Добавить в цитаты Настройки чтения

Страница 3 из 33



— Кто тут живой? — крикнул я, но никто не отозвался.

Цыгане-конокрады любят вдоволь поспать днем. Ночные вылазки за конями приучили их мало спать ночью. Ночью и голова конокрада сметливей и веселей думает. Правду говорят про нас, что «золотой месяц — цыганское солнышко», но беда конокраду, если это «солнышко» неделями светит: в ясные ночи не подойдет он к чужому табору — сразу заметят. В такие ночи играют они в карты до утра, если игра не дойдет до ссоры и драки. А проиграть в карты — беда большая. Засмеют. Лучше избили бы мужики за уворованного коня, чем насмешки слышать. Конокрады любят над чужой бедой посмеяться.

Постоял немного, слышу глухой разговор. Крикнул еще:

— Выходи, кого смерть не забрала!

Вылез из шатра парень в лиловой рубашке, без пояса. Лицо рябое, заспанное.

— Как мне повидать Газуна? — спрашиваю его.

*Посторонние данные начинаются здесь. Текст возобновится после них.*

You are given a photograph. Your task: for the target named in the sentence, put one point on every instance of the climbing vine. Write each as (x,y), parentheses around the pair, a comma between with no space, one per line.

— А тебе зачем его видеть? — дико взглянул он на меня, но тут же я услышал бараний голос из шатра:

— Михала, тащи его ко мне!

Поднял Михала изношенный холщевый полог, и я, пригиная голову, вошел в шатер. Нутро шатра было небольшое: в ширину и длину шагов по десяти, и разделялось пополам засаленной ситцевой, в малиновых букетах, занавеской. В первой половине, в которую вслед за мной вошел Михала, стоял посредине низкий, с гладкой крышкой, обитый жестью сундук. Заржавленный замок сундука охранял одежную рвань и тряпки всей семьи. Сундук заменял стол. На нем стоял ведерный самовар, до того грязный, что трудно было бы сказать, медный ли он. Крутом самовара было хуже, чем на базарной площади. Из сломанного крана хлюпала вода, и по всему сундуку расплывалась лужа; в этой луже стояла невымытая после чая посуда и валялись куски пшенной каши.

Отдернув занавеску, я увидел в другой половине шатра гору кумачевых перин и подушек, а в них увязла, будто в трясине, обросшая волосами, как у черного медведя, голова Газуна, одетая в каракулевую шапку.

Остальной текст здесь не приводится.